Gaz volvió a asentir.

—Aprendes rápido —dijo Kaladin, dejando que el hombre respirara libremente. Dio un paso atrás, y Gaz se puso en pie, vacilante. Había odio en sus ojos, pero estaba velado. Parecía preocupado por algo…, algo más que las amenazas de Kaladin.

—Quiero dejar de pagar mi deuda de esclavo —dijo Kaladin—. ¿Cuánto sacan los hombres del puente?

—Dos marcoclaros al día —respondió Gaz, mirándole con el ceño fruncido y frotándose el cuello.

De modo que un esclavo ganaría la mitad. Un marco diamante. Una miseria, pero Kaladin la necesitaría. También necesitaría mantener a Gaz en cintura.

—Empezaré a cobrar mi sueldo, pero tú te llevarás un marco de cada cinco.

Gaz se sobresaltó y lo miró a la tenue luz.

—Por tus esfuerzos —dijo Kaladin.

—¿Qué esfuerzos?

Kaladin se le acercó.

—Tus esfuerzos por mantener la Condenación apartada de mí. ¿Entendido?

Gaz volvió a asentir. Kaladin se retiró. Odiaba malgastar dinero en un soborno, pero Gaz necesitaba un recordatorio consistente y repetitivo de por qué debería evitar que mataran a Kaladin. Un marco cada cinco días no era un gran recordatorio, pero para un hombre que estaba dispuesto a arriesgarse a salir en mitad de una alta tormenta por proteger sus esferas, podría ser suficiente.

Kaladin regresó al pequeño barracón del Puente Cuatro y abrió la gruesa puerta de madera. Los hombres estaban acurrucados dentro, tal como los había dejado. Pero algo había cambiado. ¿Siempre habían parecido tan patéticos?

Sí. Lo habían parecido. Kaladin era quien había cambiado, no ellos. Sintió una extraña descolocación, como si se hubiera permitido olvidar, aunque solo en parte, los últimos nueve meses. Retrocedió en el tiempo para estudiar al hombre que había sido. El hombre que todavía había luchado, y luchado bien.

No podía ser de nuevo ese hombre (no podía borrar las cicatrices) pero sí podía aprender de ese hombre, igual que un nuevo jefe de pelotón aprendía de los generales victoriosos del pasado. Kaladin Benditormenta estaba muerto, pero Kaladin el del Puente era de la misma sangre. Un descendiente con potencial.

Kaladin se acercó a la primera figura acurrucada. El hombre no dormía: ¿quién podía hacerlo en una alta tormenta? Dio un respingo cuando Kaladin se arrodilló a su lado.

—¿Cuál es tu nombre? —preguntó Kaladin. Syl se acercó revoloteando y estudió el rostro del hombre, que no podía verla.

El hombre era mayor, con mejillas hundidas, ojos marrones y pelo canoso muy corto. Su barba era corta y no tenía marca de esclavo.

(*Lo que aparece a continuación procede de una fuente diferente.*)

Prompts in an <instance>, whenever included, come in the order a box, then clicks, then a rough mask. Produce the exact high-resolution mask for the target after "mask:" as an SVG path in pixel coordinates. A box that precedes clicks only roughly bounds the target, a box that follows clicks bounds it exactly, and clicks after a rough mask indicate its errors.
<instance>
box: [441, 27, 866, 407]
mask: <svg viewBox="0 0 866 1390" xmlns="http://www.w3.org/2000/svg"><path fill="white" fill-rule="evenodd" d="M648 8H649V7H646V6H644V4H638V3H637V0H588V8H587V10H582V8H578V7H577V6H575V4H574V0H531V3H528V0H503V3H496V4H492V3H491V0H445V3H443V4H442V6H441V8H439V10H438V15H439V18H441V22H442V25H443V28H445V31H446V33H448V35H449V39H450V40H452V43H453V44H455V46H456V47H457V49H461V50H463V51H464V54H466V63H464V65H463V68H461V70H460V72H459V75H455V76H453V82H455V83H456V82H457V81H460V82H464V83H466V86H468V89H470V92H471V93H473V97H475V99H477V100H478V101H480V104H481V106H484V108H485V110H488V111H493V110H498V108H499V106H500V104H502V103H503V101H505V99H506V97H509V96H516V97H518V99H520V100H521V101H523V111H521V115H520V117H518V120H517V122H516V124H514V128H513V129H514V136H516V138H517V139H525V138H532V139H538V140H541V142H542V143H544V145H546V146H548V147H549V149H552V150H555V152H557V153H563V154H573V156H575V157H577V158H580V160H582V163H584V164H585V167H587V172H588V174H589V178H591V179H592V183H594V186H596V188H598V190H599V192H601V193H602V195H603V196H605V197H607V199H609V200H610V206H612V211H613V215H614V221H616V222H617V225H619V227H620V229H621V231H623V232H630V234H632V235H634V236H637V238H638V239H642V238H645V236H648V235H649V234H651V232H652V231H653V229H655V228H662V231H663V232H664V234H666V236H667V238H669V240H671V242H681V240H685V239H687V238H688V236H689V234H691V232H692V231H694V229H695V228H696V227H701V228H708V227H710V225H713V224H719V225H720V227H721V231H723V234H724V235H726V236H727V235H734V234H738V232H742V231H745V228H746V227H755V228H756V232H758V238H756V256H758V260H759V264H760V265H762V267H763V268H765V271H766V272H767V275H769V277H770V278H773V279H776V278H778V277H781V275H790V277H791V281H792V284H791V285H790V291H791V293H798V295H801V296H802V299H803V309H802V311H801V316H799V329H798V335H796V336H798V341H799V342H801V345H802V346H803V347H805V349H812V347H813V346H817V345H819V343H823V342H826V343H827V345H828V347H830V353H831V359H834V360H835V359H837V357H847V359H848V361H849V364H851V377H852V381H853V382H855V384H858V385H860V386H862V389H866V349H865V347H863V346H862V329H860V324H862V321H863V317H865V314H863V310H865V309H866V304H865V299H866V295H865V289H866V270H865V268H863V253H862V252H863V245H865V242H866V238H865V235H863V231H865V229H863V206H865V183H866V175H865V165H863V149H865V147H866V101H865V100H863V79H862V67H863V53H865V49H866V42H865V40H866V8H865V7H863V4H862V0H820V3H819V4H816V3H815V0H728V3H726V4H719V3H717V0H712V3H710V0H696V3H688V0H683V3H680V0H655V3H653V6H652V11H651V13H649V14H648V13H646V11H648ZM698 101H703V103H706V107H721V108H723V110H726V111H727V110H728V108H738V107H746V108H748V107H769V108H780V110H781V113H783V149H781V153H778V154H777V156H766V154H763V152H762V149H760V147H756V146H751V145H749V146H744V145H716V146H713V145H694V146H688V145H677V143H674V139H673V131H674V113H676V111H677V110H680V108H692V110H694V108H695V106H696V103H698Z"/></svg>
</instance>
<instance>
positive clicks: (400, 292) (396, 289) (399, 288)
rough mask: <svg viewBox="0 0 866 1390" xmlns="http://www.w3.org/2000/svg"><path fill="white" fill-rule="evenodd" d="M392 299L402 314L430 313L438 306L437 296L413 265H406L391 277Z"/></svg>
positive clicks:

—¿Tu nombre? —repitió Kaladin con firmeza.

—Que te lleve la tormenta —respondió el hombre, dándose la vuelta.

Kaladin vaciló, pero luego se acercó de nuevo y dijo en voz baja:

—Mira, amigo. Puedes decirme tu nombre o seguiré molestándote. Sigue negándote, y te arrastraré a esa tormenta y te colgaré de una pierna sobre el abismo hasta que me lo digas.

El hombre miró por encima del hombro. Kaladin asintió lentamente, sosteniéndole la mirada.

—Teft —dijo por fin—. Me llamo Teft.

—Eso no ha sido demasiado difícil —dijo Kaladin, tendiendo la mano—. Yo soy Kaladin. Tu jefe de puente.

El hombre vaciló, luego aceptó la mano tendida, frunciendo confundido el ceño. Kaladin lo recordaba vagamente. Llevaba algún tiempo en la cuadrilla, unas cuantas semanas al menos. Antes de eso, había estado en otra cuadrilla. Uno de los castigos a los hombres de los puentes que cometían infracciones en el campamento consistía en ser transferidos al Puente Cuatro.